Regeling vervallen per 01-01-2022

Subsidieregeling Cultuureducatie en Muziekonderwijs 2020

Geldend van 01-01-2020 t/m 31-12-2021

Intitulé

Subsidieregeling Cultuureducatie en Muziekonderwijs 2020

Artikel 1 Begripsomschrijvingen

In deze regeling wordt verstaan onder:

  • a.

    Muziekonderwijs: erkende muziekopleidingen die voldoen aan de richtlijnen en kwaliteitseisen voor instrumentale muziekopleidingen (KunstKeur), of zoals onder meer vastgelegd in het ‘Raamleerplan voor de HaFaBra-sector’, alsmede daarmee naar inhoud en kwaliteit vergelijkbare opleidingen voor niet-HaFaBra muziekinstrumenten (zoals gitaar, piano, viool, e.d.);

  • b.

    Cultuureducatie: cultuureducatie wordt in de praktijk gehanteerd als verzamelbegrip voor kunsteducatie, erfgoededucatie en media-educatie, waarbij cultuur als doel en als middel wordt ingezet;

  • c.

    Actieve cultuureducatie: vorm van cultuureducatie, waarbij leerlingen zelf een kunstdiscipline beoefenen, zoals dans, drama, schilderen of zingen.
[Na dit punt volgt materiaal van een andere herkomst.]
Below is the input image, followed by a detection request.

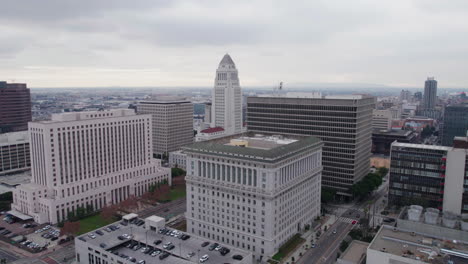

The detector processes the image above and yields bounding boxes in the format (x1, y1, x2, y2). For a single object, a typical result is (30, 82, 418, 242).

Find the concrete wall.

(443, 149, 467, 215)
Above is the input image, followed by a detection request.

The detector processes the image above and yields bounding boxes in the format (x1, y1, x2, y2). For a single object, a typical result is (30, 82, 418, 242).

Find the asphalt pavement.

(0, 247, 19, 263)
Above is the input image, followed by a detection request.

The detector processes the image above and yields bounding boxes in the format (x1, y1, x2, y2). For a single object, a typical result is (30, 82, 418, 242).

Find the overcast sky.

(1, 0, 467, 88)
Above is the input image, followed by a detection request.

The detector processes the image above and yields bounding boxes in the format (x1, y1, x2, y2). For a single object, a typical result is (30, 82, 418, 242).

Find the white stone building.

(11, 109, 170, 224)
(184, 134, 323, 259)
(137, 96, 194, 156)
(168, 150, 187, 169)
(212, 54, 243, 136)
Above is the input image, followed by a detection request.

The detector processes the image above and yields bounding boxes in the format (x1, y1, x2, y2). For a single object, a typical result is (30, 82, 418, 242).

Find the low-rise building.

(371, 129, 417, 155)
(169, 150, 187, 169)
(75, 214, 253, 264)
(336, 240, 368, 264)
(367, 225, 468, 264)
(195, 127, 226, 142)
(0, 131, 30, 175)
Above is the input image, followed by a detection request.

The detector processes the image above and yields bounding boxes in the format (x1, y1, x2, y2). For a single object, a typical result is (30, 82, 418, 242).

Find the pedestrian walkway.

(338, 217, 356, 224)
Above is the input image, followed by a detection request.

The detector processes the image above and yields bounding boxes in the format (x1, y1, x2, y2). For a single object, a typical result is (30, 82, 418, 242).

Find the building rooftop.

(339, 240, 368, 263)
(392, 142, 452, 151)
(36, 109, 136, 124)
(370, 225, 468, 264)
(139, 96, 191, 104)
(372, 129, 414, 136)
(200, 127, 224, 134)
(0, 131, 29, 146)
(183, 133, 322, 162)
(76, 216, 250, 264)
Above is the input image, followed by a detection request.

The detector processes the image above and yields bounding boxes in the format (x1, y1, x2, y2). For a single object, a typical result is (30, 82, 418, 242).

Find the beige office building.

(138, 97, 194, 156)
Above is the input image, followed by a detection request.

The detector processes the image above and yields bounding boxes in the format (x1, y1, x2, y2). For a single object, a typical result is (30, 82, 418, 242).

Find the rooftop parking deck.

(75, 217, 252, 264)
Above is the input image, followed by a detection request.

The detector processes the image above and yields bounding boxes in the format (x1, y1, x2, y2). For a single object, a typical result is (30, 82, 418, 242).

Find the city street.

(297, 220, 353, 264)
(297, 174, 389, 263)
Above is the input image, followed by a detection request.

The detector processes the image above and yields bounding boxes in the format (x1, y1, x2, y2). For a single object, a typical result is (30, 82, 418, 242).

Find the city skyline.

(1, 1, 468, 88)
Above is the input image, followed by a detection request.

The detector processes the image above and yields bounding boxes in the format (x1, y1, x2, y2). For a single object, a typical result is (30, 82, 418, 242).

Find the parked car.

(200, 254, 209, 263)
(159, 252, 169, 260)
(201, 242, 209, 247)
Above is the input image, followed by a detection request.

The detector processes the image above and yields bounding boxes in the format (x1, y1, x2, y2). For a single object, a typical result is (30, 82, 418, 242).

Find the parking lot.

(0, 214, 69, 255)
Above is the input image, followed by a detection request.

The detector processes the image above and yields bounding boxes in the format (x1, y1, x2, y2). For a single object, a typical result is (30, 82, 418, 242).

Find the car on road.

(311, 243, 316, 248)
(154, 239, 162, 245)
(187, 252, 195, 258)
(332, 229, 337, 234)
(166, 244, 175, 250)
(351, 220, 357, 225)
(232, 255, 243, 260)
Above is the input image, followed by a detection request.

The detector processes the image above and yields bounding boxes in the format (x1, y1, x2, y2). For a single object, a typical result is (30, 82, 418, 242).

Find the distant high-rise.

(400, 90, 411, 102)
(423, 77, 437, 110)
(414, 91, 423, 101)
(247, 94, 375, 196)
(138, 97, 194, 156)
(0, 81, 32, 133)
(212, 54, 242, 135)
(204, 102, 212, 124)
(442, 104, 468, 146)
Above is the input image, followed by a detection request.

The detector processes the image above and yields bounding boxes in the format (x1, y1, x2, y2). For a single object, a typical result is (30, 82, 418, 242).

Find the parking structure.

(75, 214, 253, 264)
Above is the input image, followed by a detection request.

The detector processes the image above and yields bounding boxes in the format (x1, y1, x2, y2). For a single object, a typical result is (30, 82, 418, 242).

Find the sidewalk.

(276, 214, 338, 264)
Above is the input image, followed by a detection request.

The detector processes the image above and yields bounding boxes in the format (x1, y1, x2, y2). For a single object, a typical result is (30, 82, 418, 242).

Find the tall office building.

(11, 109, 170, 224)
(138, 97, 194, 156)
(184, 134, 323, 259)
(247, 94, 375, 196)
(423, 77, 437, 110)
(0, 81, 32, 133)
(212, 54, 242, 135)
(442, 104, 468, 146)
(389, 140, 468, 215)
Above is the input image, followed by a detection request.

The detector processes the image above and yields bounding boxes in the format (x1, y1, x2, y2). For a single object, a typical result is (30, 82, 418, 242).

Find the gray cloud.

(0, 0, 467, 88)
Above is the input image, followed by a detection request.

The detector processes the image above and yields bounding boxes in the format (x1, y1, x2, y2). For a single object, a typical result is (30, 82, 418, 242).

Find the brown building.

(0, 81, 32, 133)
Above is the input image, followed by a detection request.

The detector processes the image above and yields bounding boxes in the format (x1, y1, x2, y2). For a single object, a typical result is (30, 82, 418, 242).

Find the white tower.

(212, 54, 242, 135)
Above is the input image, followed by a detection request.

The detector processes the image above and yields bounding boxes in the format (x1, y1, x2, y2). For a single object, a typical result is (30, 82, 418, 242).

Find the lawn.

(271, 234, 305, 261)
(77, 214, 116, 235)
(169, 187, 186, 201)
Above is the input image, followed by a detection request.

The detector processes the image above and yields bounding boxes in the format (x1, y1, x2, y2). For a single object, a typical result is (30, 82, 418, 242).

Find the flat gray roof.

(77, 219, 251, 264)
(183, 133, 322, 162)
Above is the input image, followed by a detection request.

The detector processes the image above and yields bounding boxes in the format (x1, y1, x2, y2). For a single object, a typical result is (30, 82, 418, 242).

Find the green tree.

(340, 241, 349, 252)
(76, 206, 86, 219)
(321, 187, 336, 203)
(377, 167, 388, 177)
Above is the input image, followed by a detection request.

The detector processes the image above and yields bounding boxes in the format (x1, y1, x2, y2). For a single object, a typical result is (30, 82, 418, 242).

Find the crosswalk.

(338, 217, 357, 224)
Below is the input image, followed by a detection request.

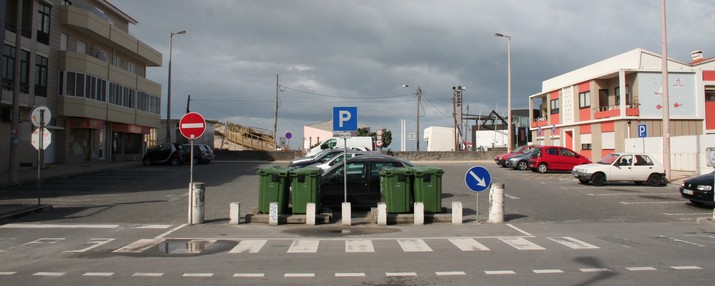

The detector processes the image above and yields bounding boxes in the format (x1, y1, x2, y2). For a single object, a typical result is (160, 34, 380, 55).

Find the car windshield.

(597, 154, 620, 164)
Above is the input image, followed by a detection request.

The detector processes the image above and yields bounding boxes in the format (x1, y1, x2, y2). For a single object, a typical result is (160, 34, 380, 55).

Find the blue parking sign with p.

(638, 124, 647, 138)
(333, 107, 358, 131)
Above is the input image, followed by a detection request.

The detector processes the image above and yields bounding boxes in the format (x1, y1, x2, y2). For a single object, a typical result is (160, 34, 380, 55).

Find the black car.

(143, 143, 184, 166)
(680, 171, 715, 205)
(319, 155, 413, 209)
(181, 144, 212, 164)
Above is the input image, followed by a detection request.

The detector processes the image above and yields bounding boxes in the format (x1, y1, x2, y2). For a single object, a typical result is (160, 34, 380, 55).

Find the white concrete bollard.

Zij leren zich kunstzinnig uitdrukken, maar leren ook technieken en materialen kennen;

  • d.

    Receptieve cultuureducatie: vorm van cultuureducatie, waarbij leerlingen kijken of luisteren naar professionele kunstproducten zoals een theatervoorstelling, concert of tentoonstelling. Ze leren kenmerken, stijlen en stromingen herkennen;

  • e.

    Reflectieve cultuureducatie: leerlingen ‘beschouwen’ kunstproducten, zij denken, lezen, praten erover en wisselen van gedachten met elkaar. Bij zowel actieve als receptieve kunstbeoefening kan reflectie plaatsvinden. Reflectie op de kunstervaring, het eigen productieproces en de analyse hiervan vormen de essentie van kunsteducatie;

  • f.

    Cultuurparticipatie: het actief deelnemen aan het culturele leven in de vrije tijd;

  • g.

    Kunstdisciplines: architectuur, beeldende kunst, dans, film & video, audiovisueel, fotografie, muziek, theater, toegepaste kunst en vormgeving, (wereld)literatuur, etc.;

  • h.

    Gekwalificeerde docenten: docenten waarvan de kwalificatie voor het geven van les blijkt uit het feit dat ze succesvol de eerste opleidingsfase (bachelor) van het conservatorium of andere kunstvakopleiding hebben afgerond, dan wel dat ze beschikken over een daarmee gelijk te stellen kwalificatie op tenminste HBO werk- en denkniveau;

  • i.

    Eigen bijdrage: Het percentage van de kosten voor het muziekonderwijs dat de aanbieder (muziekvereniging, muziekschool of instelling) zelf draagt, bijvoorbeeld door middel van een lesgeldbijdrage van de leerlingen zelf;

  • j.

    Groep: een groep bestaat uit 8-10 deelnemende kinderen;

  • k.

    Klas: een groep van 10 of meer.

Artikel 2 Doel van deze regeling

Het doel van deze regeling is om zoveel mogelijk kinderen in de leeftijd van 2 tot en met 21 jaar actief kennis te laten maken met muziek en het bespelen van een muziekinstrument en ze daarnaast de mogelijkheid te bieden zich hierin verder te bekwamen. Daarnaast komen alle kinderen in Stede Broec in aanraking met zoveel mogelijk vormen van cultuureducatie en kunstdisciplines. Dit kan op een actieve, receptieve en reflectieve manier zijn.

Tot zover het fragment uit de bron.